There's parts of LLVM architecture that are long in the tooth (IMO) (as is the language it's implemented in, IMO).
I had hoped one day to re-implement parts of LLVM itself in Rust; in particular, I've been curious if we can concurrently compile C (and parse C in parallel, or lazily) that haven't been explored in LLVM, and I think might be safer to do in Rust. I don't know enough about grammers to know if it's technically impossible, but a healthy dose of ignorance can sometimes lead to breakthroughs.
LLVM is pretty well designed for test. I was able to implement a lexer for C in Rust that could lex the Linux kernel, and use clang to cross check my implementation (I would compare my interpretation of the token stream against clang's). Just having a standard module system makes having reusable pieces seems like perhaps a better way to compose a toolchain, but maybe folks with more experience with rustc have scars to disagree?

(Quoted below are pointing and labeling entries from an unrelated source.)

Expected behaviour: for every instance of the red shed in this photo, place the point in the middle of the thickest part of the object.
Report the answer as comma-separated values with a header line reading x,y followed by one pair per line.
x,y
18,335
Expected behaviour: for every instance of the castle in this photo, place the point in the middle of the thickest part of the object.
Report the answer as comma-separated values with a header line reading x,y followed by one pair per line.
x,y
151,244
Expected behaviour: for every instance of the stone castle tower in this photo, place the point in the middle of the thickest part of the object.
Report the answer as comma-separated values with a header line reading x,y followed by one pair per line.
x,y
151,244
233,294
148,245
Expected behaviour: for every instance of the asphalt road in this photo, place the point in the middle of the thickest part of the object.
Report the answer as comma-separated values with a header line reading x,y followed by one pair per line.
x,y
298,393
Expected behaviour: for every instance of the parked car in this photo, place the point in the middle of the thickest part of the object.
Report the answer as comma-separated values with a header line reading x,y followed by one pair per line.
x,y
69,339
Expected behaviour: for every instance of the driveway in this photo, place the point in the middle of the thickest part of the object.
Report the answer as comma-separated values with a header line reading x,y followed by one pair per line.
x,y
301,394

> I had hoped one day to re-implement parts of LLVM itself in Rust
Heh, earlier this day, I was just thinking how crazy a proposal would it actually be to have a Rust dependency (specifically, the egg crate, since one of the things I'm banging my head against right now might be better solved with egraphs).
One thing LLMs are really good at is translation. I haven’t tried porting projects from one language to another, but it wouldn’t surprise me if they were particularly good at that too.
as someone who has done that in a professional setting, it really does work well, at least for straightforward things like data classes/initializers and average biz logic with if else statements etc... things like code annotations and other more opaque stuff like that can get more unreliable though because there are less 1-1 representations... it would be interesting to train an llm for each encountered new pattern and slowly build up a reliable conversion workflow
This is the proper deep critique / skepticism (or sophisticated goal-post moving, if you prefer) here. Yes, obviously this isn't just reproducing C compiler code in the training set, since this is Rust, but it is much less clear how much of the generated Rust code can (or can not) be accurately seen as being translated from C code in the training set.